Mexi Egg Roll Madness Recipe


This recipe is da bomb yo!

  • 1 chicken breast, cooked and finely chopped
  • 1/4 cup taco seasoning
  • 1/2 cup water
  • 1 1/2 cups shredded pepper Jack cheese
  • 1/2 cup diced roasted red pepper( i use canned mezzattis)
  • 1/2 cup fresh chopped cilantro
  • 1/2 cup corn
  • 1 scallion, chopped
  • 1/2 cup black beans
  • 1 egg
  • 2 tablespoons water
  • Egg roll wrappers
  • Canola oil, for frying
Cilantro Sauce:
1/2 cup finely chopped Cilantro(from food processor)
1 cup Sour cream
Dash of salt to taste

Directions

Heat the cooked chicken, seasoning and water on medium heat until the liquid thickens and gets absorbed into the chicken. Set aside.

Combine the cheese, red peppers and cilantro in a blender until finely chopped. Place in a mixing bowl and stir in corn, scallions, beans, and chicken mixture. Combine well and set aside.

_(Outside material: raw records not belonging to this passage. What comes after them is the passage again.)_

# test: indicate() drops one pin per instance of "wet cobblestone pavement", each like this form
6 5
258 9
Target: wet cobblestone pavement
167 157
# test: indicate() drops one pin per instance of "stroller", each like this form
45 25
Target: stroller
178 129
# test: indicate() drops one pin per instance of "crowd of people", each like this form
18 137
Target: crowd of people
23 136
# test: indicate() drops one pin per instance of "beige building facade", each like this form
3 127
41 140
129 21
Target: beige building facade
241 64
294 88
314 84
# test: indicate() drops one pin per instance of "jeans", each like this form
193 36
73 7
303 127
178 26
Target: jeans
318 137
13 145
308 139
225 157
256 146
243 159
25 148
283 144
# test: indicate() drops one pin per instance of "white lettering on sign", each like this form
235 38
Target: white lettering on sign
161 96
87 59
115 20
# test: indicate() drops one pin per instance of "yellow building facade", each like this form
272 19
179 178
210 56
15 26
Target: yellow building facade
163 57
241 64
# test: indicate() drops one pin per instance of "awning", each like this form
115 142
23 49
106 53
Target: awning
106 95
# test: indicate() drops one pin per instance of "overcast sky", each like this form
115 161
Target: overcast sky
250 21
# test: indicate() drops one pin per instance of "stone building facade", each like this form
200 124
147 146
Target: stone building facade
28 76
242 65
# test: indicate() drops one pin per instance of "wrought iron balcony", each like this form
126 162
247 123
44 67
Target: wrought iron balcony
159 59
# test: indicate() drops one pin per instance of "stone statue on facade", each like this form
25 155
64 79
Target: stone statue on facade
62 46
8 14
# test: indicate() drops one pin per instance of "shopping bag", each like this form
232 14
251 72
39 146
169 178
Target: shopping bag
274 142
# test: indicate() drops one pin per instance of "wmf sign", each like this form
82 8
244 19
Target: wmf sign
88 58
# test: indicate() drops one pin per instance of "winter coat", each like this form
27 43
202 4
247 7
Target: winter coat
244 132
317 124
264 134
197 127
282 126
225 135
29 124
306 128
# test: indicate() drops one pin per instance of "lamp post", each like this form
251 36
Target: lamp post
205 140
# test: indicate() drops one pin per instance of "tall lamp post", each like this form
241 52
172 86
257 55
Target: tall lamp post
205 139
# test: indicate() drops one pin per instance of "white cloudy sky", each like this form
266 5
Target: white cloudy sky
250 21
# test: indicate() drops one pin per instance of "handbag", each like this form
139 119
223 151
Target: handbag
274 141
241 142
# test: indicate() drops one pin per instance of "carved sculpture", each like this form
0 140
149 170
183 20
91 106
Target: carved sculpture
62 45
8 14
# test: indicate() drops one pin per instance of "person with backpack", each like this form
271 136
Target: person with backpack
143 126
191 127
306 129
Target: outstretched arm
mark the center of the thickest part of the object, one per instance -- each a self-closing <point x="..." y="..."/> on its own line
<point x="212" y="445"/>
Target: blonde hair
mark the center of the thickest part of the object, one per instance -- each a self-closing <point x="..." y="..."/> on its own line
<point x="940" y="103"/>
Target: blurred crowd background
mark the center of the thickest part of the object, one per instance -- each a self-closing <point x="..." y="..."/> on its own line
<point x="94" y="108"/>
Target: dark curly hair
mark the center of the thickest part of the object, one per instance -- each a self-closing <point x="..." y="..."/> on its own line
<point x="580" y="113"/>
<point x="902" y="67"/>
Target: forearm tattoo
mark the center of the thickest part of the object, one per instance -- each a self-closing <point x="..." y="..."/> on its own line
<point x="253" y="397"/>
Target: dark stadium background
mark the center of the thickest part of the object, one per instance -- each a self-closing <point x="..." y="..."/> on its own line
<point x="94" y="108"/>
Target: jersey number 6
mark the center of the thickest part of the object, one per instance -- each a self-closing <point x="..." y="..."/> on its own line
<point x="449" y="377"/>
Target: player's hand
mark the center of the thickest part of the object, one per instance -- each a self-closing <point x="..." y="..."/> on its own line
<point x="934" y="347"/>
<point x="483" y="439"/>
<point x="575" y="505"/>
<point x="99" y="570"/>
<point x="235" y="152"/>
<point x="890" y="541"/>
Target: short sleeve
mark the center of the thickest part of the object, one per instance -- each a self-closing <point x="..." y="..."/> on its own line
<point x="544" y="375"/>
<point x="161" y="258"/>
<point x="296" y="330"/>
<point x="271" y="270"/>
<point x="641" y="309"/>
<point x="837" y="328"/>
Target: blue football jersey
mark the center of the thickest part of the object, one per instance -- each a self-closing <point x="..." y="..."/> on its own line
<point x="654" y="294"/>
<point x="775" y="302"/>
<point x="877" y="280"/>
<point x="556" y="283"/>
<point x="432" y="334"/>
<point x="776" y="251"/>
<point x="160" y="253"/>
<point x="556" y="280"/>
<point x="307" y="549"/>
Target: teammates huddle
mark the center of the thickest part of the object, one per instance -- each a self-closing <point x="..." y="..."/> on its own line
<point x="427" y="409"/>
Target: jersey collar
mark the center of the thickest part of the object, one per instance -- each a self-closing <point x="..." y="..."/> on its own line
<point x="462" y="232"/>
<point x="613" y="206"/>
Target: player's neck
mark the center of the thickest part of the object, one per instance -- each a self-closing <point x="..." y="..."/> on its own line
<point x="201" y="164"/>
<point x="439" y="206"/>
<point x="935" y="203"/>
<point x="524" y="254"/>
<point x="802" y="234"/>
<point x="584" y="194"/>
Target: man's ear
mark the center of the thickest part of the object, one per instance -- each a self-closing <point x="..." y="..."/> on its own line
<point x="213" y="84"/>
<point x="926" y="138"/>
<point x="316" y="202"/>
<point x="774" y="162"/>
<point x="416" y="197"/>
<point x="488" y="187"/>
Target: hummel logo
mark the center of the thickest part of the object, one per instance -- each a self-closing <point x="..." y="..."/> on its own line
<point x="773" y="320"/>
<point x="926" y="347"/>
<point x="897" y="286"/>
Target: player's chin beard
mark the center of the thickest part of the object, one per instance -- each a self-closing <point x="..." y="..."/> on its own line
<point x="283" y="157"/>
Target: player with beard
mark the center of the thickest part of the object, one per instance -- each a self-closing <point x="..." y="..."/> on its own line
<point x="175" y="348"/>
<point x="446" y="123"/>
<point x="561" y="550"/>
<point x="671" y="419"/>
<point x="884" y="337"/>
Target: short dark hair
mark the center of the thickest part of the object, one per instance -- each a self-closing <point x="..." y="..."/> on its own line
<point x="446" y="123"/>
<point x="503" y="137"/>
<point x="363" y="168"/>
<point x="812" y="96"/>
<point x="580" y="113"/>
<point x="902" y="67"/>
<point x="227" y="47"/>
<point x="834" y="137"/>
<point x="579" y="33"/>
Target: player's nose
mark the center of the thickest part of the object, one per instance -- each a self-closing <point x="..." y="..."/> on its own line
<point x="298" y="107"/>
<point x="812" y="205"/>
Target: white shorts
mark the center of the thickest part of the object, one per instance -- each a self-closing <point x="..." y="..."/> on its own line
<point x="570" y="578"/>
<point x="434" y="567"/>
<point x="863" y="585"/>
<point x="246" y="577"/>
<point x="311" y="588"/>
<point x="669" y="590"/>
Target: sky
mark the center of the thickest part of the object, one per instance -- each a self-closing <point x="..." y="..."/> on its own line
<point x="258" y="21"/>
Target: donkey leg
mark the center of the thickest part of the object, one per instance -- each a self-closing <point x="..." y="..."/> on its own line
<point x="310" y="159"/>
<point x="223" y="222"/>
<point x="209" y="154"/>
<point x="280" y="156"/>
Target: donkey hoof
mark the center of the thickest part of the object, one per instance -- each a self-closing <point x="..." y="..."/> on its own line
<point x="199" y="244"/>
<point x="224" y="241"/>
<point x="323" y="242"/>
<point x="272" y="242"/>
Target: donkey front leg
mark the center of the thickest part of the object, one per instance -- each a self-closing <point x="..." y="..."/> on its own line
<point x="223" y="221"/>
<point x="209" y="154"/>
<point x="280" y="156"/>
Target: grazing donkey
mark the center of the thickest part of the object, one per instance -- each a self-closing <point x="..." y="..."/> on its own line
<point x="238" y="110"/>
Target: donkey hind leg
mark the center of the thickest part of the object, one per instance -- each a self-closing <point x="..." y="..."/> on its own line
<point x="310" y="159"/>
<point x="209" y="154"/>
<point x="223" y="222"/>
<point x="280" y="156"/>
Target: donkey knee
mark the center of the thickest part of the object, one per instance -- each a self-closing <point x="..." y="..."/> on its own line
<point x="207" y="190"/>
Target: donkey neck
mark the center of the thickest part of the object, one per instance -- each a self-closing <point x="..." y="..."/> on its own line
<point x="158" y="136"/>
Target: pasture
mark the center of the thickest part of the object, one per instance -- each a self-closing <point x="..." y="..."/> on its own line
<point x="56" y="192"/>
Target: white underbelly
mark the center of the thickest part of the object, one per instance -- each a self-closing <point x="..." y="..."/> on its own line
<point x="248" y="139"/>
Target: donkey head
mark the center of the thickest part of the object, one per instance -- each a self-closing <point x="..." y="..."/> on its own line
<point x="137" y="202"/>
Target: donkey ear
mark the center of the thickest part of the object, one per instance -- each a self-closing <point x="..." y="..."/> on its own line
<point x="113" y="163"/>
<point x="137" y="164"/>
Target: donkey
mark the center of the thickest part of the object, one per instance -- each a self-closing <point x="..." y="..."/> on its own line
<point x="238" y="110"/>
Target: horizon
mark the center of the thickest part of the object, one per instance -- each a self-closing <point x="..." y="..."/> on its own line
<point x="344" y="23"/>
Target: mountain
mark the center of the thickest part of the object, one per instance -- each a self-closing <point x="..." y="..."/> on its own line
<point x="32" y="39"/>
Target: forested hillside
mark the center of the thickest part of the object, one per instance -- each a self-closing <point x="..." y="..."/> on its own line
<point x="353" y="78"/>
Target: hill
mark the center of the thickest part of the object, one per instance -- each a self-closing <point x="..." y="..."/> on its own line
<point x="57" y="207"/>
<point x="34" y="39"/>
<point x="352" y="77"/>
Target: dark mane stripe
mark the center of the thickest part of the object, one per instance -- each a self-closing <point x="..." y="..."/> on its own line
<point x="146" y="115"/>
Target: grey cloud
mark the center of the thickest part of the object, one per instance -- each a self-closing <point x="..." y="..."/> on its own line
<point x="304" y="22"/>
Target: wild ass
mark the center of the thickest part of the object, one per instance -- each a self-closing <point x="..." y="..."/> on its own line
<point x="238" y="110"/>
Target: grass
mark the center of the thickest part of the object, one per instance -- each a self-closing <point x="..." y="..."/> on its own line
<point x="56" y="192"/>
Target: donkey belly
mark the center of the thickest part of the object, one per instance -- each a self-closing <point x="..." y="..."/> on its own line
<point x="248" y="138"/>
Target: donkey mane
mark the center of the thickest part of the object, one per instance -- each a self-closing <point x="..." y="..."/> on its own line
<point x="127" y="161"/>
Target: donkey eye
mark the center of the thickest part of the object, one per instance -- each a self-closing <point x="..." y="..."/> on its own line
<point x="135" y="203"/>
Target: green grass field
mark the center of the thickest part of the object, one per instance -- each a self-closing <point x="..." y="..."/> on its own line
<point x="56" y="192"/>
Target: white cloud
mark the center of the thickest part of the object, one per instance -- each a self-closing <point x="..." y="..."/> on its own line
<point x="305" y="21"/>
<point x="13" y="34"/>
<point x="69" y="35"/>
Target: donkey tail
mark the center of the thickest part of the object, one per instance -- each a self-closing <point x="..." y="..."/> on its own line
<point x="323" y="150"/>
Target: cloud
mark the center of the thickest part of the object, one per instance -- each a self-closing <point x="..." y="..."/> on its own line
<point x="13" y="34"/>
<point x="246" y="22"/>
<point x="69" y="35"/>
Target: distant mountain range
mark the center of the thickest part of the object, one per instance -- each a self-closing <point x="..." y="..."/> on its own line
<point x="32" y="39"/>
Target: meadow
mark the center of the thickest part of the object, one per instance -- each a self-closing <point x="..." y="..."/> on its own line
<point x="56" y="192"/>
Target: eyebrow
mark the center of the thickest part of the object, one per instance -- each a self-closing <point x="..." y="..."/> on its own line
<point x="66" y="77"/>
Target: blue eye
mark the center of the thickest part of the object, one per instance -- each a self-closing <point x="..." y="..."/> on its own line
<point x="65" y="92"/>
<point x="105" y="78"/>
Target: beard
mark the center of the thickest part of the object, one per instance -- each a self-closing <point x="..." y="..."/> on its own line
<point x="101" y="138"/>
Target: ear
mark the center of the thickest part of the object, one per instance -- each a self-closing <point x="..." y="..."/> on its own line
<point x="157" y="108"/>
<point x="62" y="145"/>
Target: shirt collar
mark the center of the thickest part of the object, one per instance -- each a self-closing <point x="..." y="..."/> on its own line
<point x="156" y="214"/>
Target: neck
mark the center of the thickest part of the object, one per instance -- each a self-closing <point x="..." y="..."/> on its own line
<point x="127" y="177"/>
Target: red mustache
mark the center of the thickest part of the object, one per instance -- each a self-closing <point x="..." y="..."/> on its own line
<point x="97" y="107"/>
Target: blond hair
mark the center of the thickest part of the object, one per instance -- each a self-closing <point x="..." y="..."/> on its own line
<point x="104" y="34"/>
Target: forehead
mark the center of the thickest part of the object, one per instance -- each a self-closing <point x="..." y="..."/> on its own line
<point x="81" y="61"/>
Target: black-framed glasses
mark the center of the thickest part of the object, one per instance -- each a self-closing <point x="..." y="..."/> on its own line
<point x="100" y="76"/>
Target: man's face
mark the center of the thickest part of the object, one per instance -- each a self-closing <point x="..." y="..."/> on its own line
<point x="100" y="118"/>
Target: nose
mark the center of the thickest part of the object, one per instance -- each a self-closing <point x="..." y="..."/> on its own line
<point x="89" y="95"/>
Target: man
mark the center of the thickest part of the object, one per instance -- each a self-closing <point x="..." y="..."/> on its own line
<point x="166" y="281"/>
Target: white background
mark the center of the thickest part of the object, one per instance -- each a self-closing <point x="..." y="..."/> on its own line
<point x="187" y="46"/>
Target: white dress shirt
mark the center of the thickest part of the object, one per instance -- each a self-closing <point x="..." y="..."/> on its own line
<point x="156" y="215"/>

Whisk together the egg and water and set aside. Place wonton or egg roll wrappers on a flat surface and brush the outer edges with egg wash mixture. If you're using wonton wrappers, attach 2 together with egg wash mixture to make a longer rectangle. Place 2 heaping tablespoons of Mex mixture onto wrapper and spread into a log shape. Fold over ends of wrapper approximately 1/2-inch to cover ends of log shaped mixture. After ends are turned in, roll up and seal.

Deep-fry the Mini Mex Rolls in canola oil heated to 375 degrees F until they float. Remove and drain, and allow to cool for several minutes before serving. Serve with cool Cilantro Dip! Enjoy!